Tatiana Kolovou, a regular and active reader of PFP, recently came up with a great idea. She suggests that PFP readers should contribute short 50-word reviews of books that excited and delighted them. We will include these reviews in our monthly Bookshelf feature.
Tatiana prefers shorter reviews of more books. She wants to use reader reviews to wade through so many of the books out there and select the useful ones.
So if you have read a good book recently, please send a short review to email@example.com . You may use the format from this month's Bookshelf as a model. Provide sufficient information to permit readers to locate the books.
And Tatiana, we are waiting for your first review. We know you're a voracious reader.
Video Vitamins enhance the instructional value of training videos. In a typical video vitamin, participants watch a videotape and then play one or more games that help review and apply the new concepts and skills.
I don't like the label Video Vitamins for this interactive format. Among other things, I have difficulty pronouncing the v sound. But I have not come up with a suitable alternative name for this type of game.
Last time I had a similar problem, I ran a PFP contest.
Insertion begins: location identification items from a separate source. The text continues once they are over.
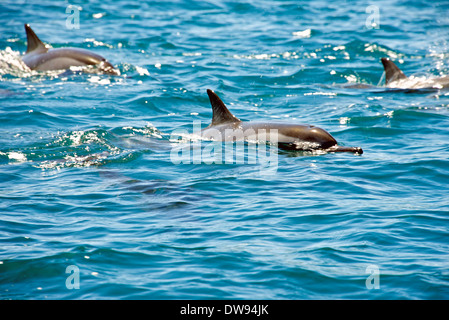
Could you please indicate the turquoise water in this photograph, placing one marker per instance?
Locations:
(88, 181)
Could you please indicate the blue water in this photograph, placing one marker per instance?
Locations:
(88, 181)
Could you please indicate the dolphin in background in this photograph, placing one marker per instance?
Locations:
(227, 127)
(395, 78)
(39, 57)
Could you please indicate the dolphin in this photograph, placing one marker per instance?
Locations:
(39, 57)
(227, 127)
(395, 78)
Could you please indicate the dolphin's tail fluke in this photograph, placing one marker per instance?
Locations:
(338, 148)
(392, 72)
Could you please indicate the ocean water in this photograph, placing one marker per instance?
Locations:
(98, 200)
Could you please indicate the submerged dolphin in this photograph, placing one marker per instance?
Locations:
(39, 57)
(395, 78)
(226, 127)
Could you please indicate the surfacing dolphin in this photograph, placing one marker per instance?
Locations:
(39, 57)
(226, 127)
(395, 78)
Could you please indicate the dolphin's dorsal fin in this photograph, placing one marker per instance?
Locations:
(34, 43)
(392, 72)
(220, 114)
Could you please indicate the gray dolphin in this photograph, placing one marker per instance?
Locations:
(39, 57)
(395, 78)
(226, 127)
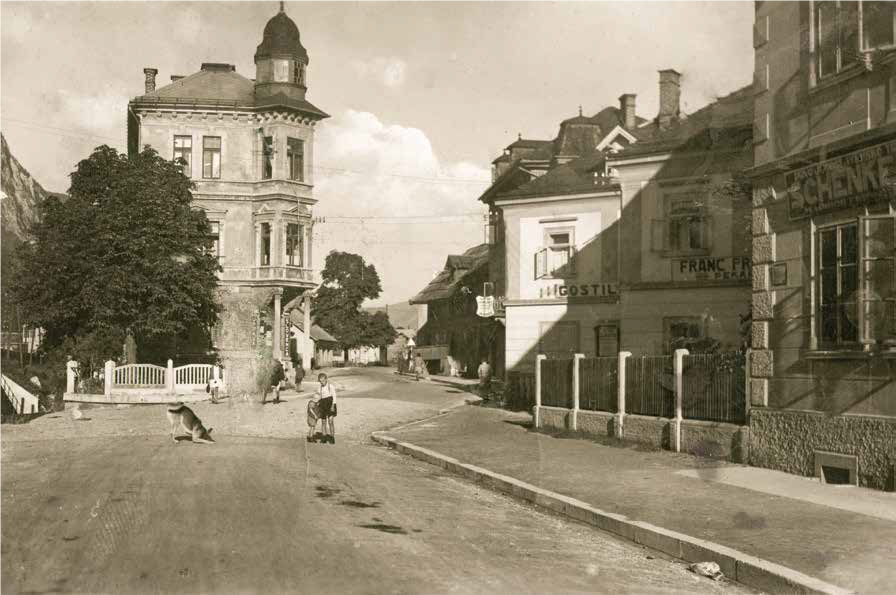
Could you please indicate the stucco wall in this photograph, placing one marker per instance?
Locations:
(786, 441)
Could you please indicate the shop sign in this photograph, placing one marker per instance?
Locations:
(858, 179)
(485, 306)
(602, 292)
(712, 268)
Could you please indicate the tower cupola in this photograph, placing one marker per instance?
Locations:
(280, 60)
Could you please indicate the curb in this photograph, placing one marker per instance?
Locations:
(743, 568)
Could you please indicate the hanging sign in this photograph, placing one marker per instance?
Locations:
(485, 306)
(860, 178)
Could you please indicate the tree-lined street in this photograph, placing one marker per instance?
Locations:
(128, 511)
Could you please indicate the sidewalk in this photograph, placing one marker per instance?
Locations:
(841, 535)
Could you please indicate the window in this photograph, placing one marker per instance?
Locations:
(857, 284)
(680, 328)
(295, 155)
(267, 158)
(183, 154)
(688, 225)
(211, 157)
(559, 339)
(295, 244)
(838, 279)
(845, 28)
(265, 244)
(606, 339)
(557, 258)
(215, 236)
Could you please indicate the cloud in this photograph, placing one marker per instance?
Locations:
(390, 72)
(386, 195)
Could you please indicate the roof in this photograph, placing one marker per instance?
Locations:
(319, 334)
(576, 176)
(281, 38)
(700, 130)
(218, 86)
(458, 267)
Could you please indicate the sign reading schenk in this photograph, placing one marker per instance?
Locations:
(712, 268)
(602, 292)
(861, 178)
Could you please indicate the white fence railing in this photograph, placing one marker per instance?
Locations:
(22, 401)
(194, 375)
(139, 376)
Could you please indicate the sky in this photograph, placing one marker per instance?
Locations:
(423, 94)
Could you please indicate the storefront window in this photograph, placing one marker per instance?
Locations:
(838, 279)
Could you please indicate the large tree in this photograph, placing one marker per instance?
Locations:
(347, 281)
(125, 254)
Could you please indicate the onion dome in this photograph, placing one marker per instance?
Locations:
(281, 40)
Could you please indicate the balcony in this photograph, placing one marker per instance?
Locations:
(270, 275)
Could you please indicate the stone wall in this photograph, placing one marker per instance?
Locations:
(787, 440)
(701, 438)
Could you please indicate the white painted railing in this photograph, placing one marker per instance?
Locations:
(193, 375)
(139, 375)
(22, 400)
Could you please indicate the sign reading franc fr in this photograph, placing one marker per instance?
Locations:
(712, 268)
(857, 179)
(601, 292)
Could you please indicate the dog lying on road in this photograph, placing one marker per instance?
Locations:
(178, 413)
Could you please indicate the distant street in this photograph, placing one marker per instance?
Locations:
(110, 505)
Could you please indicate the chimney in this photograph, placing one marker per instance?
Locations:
(150, 78)
(627, 110)
(670, 95)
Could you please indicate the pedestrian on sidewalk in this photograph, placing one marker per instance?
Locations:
(420, 370)
(485, 378)
(276, 377)
(326, 408)
(300, 374)
(214, 384)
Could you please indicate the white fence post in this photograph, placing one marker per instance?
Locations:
(620, 394)
(109, 378)
(538, 359)
(679, 390)
(576, 376)
(169, 378)
(70, 376)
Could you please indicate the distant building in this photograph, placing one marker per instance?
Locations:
(454, 336)
(622, 233)
(248, 144)
(823, 388)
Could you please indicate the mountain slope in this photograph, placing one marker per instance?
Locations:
(19, 196)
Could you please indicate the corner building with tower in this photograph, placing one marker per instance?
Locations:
(248, 145)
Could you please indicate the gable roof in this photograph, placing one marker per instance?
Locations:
(574, 177)
(699, 131)
(449, 280)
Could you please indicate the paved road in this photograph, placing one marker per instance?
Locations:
(132, 512)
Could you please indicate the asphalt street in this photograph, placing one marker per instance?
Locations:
(122, 509)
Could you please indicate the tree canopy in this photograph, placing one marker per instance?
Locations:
(347, 282)
(124, 254)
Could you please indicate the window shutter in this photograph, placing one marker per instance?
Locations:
(658, 234)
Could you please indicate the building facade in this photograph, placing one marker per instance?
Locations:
(823, 394)
(248, 145)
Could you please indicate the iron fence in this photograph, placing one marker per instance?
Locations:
(713, 387)
(556, 383)
(650, 386)
(598, 384)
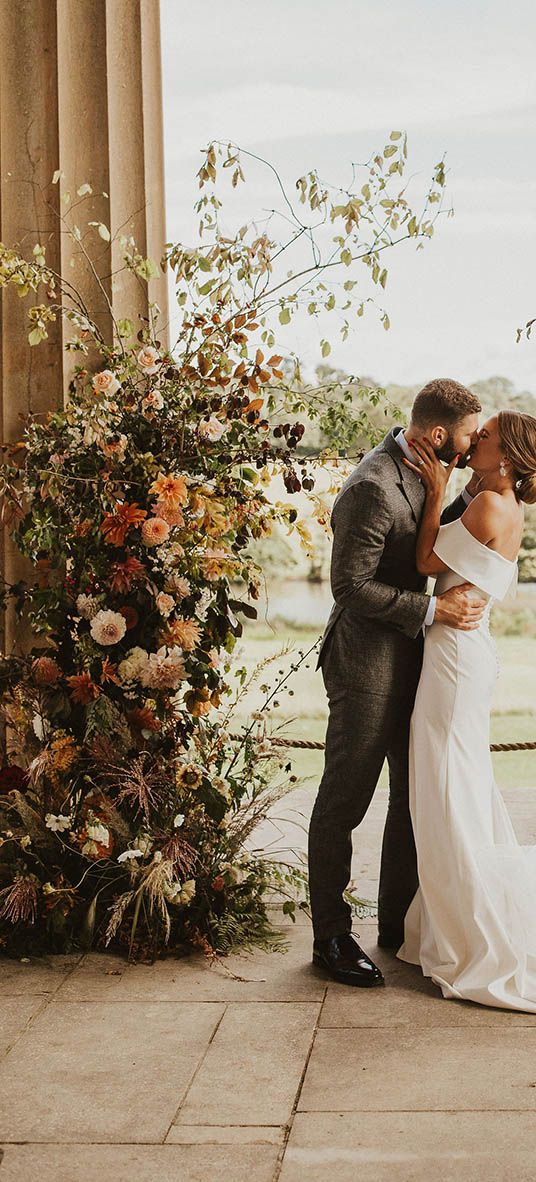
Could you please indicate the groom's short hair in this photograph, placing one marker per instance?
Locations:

Readers suggested wonderful alternatives to Read.Me Games. The winning entry from Roger Greenaway was Textra Games. That's the official new name for this interactive format.
So here's the challenge for this month's contest: Create a suitable replacement for Video Vitamins. Come up with a name for the type of game that can be used to review and reinforce what participants learn from a training video. Make sure that the name is meaningful and memorable. Send in your creations to enter this contest.
We have combined a trivia puzzle with an online game format.
Here's the basic frame: You see a tic-tac-toe grid with topical labels in each of the nine boxes. Click on a box, read the question that pops up, and type your answer. If you are right, the box shows an “X”. If you are wrong, it shows an “O”. The goal is to get three “Xs” in a row before you get three “Os” in a row. And you have to work fast because the timer is counting down to zero.
You can solve the puzzle online. (Your browser must support Macromedia Flash.) If you want more directions, click the (?) button in the puzzle.
People waste time when they play games. That's what is right about it.
We recently read a quote from William Gibson: “The 'Net is a waste of time, and that's exactly what's right about it.” We have borrowed it and applied it to playing games. (After all, Gibson also wrote: “[T]he street finds its own uses for things.”)
Waste some time pondering the deeper meaning of this message.